Op eigen wijze is dit onderscheid ook in de schepping zelf aanwezig omdat daar persoonlijke wezens onderscheiden zijn van niet-persoonlijke wezens. Niet-persoonlijke wezens zoals planten of vulkanen hebben alleen natuurlijke activiteit, hun doen en laten is gereguleerd door hun natuur. Mensen en engelen hebben behalve een natuur in de zin van een geheel met allerlei natuurlijke activiteiten (zoals het vermogen tot herinnering en liefde), bovendien een wil, een keuzevermogen. In dit opzicht lijken zij op God.

3 Theonome reciprociteit

De drie-ene God heeft een wil, een vrije wil, één vrije wil. Hoe is deze wil verbonden met de twee-voudige presentie, waarmee we begonnen, met de Messias die in Bethlehem geboren is en met de Heilige Geest die in Jeruzalem is uitgestort? Is er een verschil tussen beide? Om het antwoord op deze vraag te vinden zullen we moeten nagaan hoe de goddelijke wil verbonden is met de menselijke wil in de christologie en in de pneumatologie. Laten we als startpunt een voorbeeld kiezen uit de recente theologische reflectie over Gods tweevoudige presentie in relatie tot de goddelijke en menselijke wil. Het meest beroemd, althans in de Nederlandse theologie, is het voorstel dat door Arnold Albert van Ruler is gedaan.13

Van Ruler stelt dat in Christus God zelf handelt. Het is God zelf die neerdaalt in een mens om verlossing te brengen door in onze plaats aan de eisen van straffende gerechtigheid te voldoen. Zo gezien is Christus’ menselijkheid Gods kostbaarste ‘instrument’ om op rechtvaardige wijze heil te brengen. Dit is op zichzelf traditioneel-orthodoxe christologie, maar bij Van Ruler krijgt het een eigen kleur, met name in zijn beschrijving van de relatie tussen Christus als mens en alle andere mensen. In Christus handelt God in de plaats van andere mensen; God schakelt ons uit – dat is eigenlijk ‘inhumaan’, zegt Van Ruler. In Christus handelt God voor ons, maar zonder ons. Wanneer de Geest gezonden wordt, komt alles echter anders te liggen. De Heilige Geest schakelt mensen juist in, Hij appelleert aan hen, aan hun persoonlijke activiteit, hun wil. Zelfs als Hij hen van binnenuit inspireert, in hun hart, blijft Hij van hen onderscheiden: Hij handelt niet direct in hen, maar is bezig hen voor zich te winnen. Zij handelen.

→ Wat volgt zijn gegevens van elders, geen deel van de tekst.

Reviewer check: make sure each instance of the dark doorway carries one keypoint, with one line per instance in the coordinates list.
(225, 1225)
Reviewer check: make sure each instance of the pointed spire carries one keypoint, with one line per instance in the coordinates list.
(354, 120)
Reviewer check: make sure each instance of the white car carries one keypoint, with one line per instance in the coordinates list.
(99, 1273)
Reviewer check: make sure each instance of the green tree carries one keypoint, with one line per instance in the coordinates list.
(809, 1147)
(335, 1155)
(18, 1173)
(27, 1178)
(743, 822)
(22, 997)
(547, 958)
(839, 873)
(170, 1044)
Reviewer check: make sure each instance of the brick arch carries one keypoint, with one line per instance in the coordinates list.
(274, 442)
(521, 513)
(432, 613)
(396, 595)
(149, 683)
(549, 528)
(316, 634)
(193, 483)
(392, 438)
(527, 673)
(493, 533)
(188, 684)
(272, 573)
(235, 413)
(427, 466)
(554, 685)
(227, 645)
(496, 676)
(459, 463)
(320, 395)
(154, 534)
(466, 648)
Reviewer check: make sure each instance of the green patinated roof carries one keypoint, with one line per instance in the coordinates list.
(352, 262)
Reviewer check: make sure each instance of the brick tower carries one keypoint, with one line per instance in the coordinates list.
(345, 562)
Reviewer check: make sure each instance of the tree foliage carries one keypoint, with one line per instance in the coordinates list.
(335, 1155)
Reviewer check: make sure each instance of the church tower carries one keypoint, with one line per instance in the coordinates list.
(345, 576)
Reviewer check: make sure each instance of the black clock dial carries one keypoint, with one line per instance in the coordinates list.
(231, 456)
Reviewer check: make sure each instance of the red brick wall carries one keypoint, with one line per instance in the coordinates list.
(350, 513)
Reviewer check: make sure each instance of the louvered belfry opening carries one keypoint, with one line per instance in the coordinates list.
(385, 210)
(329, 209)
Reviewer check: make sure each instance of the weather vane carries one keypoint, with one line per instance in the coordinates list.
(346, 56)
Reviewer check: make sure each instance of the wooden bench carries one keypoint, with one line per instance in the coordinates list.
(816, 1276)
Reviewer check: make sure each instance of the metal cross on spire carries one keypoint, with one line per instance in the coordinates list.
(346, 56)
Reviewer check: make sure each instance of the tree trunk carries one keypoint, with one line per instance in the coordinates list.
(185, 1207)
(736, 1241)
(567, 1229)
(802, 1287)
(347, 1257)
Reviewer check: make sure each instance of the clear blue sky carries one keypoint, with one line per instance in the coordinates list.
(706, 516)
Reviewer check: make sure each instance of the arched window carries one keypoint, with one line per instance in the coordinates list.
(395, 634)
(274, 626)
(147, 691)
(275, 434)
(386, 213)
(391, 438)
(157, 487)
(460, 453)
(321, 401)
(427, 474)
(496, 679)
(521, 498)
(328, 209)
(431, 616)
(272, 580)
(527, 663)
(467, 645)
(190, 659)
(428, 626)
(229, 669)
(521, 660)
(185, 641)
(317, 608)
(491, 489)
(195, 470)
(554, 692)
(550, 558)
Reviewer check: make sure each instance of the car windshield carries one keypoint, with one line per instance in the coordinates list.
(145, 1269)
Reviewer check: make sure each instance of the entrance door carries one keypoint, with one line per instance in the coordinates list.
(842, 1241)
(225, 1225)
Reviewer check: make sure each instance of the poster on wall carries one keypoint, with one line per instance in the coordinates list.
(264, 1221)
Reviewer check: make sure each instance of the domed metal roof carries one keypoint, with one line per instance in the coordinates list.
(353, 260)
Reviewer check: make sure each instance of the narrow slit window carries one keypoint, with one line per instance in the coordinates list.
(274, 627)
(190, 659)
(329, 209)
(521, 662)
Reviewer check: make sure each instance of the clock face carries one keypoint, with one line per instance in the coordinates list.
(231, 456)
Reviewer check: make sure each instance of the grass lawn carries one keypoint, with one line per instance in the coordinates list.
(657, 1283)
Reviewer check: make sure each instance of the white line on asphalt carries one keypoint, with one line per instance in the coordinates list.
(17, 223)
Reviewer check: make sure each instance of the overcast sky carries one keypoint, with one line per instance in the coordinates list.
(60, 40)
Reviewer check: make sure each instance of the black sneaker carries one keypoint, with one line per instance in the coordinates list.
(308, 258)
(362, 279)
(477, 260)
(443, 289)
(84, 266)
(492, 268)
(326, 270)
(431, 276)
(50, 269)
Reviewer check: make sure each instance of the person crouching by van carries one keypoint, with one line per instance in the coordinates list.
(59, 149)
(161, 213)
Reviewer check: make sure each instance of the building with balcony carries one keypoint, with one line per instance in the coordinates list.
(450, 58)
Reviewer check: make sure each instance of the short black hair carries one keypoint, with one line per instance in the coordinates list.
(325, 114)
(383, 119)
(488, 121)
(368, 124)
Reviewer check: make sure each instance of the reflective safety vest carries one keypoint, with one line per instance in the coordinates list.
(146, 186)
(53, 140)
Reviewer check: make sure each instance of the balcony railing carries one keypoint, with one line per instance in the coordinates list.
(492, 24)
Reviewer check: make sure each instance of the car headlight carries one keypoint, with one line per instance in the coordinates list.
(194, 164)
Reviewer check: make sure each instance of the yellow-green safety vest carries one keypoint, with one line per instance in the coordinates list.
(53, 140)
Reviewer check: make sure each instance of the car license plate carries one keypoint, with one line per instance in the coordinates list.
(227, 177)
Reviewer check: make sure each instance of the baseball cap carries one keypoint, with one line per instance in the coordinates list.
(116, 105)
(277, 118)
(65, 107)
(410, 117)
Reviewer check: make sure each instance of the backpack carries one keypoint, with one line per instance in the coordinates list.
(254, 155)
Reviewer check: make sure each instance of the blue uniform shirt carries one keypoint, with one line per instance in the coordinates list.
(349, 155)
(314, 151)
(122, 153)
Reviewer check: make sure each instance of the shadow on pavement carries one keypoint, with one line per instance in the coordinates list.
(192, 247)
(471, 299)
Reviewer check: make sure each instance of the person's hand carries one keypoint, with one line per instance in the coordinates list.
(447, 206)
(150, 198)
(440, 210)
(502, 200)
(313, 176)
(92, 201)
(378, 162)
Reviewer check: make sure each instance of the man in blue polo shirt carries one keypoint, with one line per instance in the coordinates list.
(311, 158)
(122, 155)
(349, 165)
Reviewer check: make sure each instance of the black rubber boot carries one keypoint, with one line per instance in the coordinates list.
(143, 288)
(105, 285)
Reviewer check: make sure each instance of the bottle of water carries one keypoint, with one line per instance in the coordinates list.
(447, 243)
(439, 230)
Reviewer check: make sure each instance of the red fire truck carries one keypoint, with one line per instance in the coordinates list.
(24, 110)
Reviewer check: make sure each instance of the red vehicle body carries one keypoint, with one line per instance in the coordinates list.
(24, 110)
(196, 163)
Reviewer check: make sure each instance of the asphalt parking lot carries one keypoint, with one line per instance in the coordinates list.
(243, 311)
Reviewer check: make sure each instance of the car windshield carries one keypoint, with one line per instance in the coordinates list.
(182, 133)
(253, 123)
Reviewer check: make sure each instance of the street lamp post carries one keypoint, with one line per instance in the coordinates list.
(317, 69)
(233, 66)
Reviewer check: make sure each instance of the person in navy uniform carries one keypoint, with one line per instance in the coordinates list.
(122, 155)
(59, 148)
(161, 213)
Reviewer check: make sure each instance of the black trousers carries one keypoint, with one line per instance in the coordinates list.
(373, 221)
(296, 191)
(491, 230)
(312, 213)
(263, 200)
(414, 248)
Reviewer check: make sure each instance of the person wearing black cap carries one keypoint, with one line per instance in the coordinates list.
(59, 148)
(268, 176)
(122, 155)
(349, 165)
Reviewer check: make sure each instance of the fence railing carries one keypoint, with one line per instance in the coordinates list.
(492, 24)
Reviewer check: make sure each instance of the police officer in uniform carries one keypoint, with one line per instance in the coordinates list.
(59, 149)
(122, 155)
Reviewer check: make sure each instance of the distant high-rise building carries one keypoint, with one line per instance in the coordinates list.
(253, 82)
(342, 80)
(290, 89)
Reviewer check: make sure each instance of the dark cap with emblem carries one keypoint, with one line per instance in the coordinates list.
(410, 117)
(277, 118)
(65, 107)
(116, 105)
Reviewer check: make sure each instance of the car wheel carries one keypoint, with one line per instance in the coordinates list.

Op deze wijze geeft Van Ruler scherpte aan de orthodoxe overtuiging dat de presentie van God in Christus door plaatsvervanging gekenmerkt is,14 terwijl dit in zijn presentie als Heilige Geest juist ontbreekt. Daar spreekt Van Ruler van ‘theonome reciprociteit’: een wederkerigheid van God en mens, waarbij initiatief en overwicht aan Gods kant ligt. De Heilige Geest is gezonden opdat wij met onze eigen wil gaan willen wat God wil. De Geest leert ons alle dingen beoordelen zoals God ze beoordeelt. Langs deze weg maakt Van Ruler ruimte voor een modern westers Anliegen: vrijheid. In de relatie met Christus heeft de wilsvrijheid van mensen in feite geen ruimte, in de relatie met de Geest is die ruimte er volop.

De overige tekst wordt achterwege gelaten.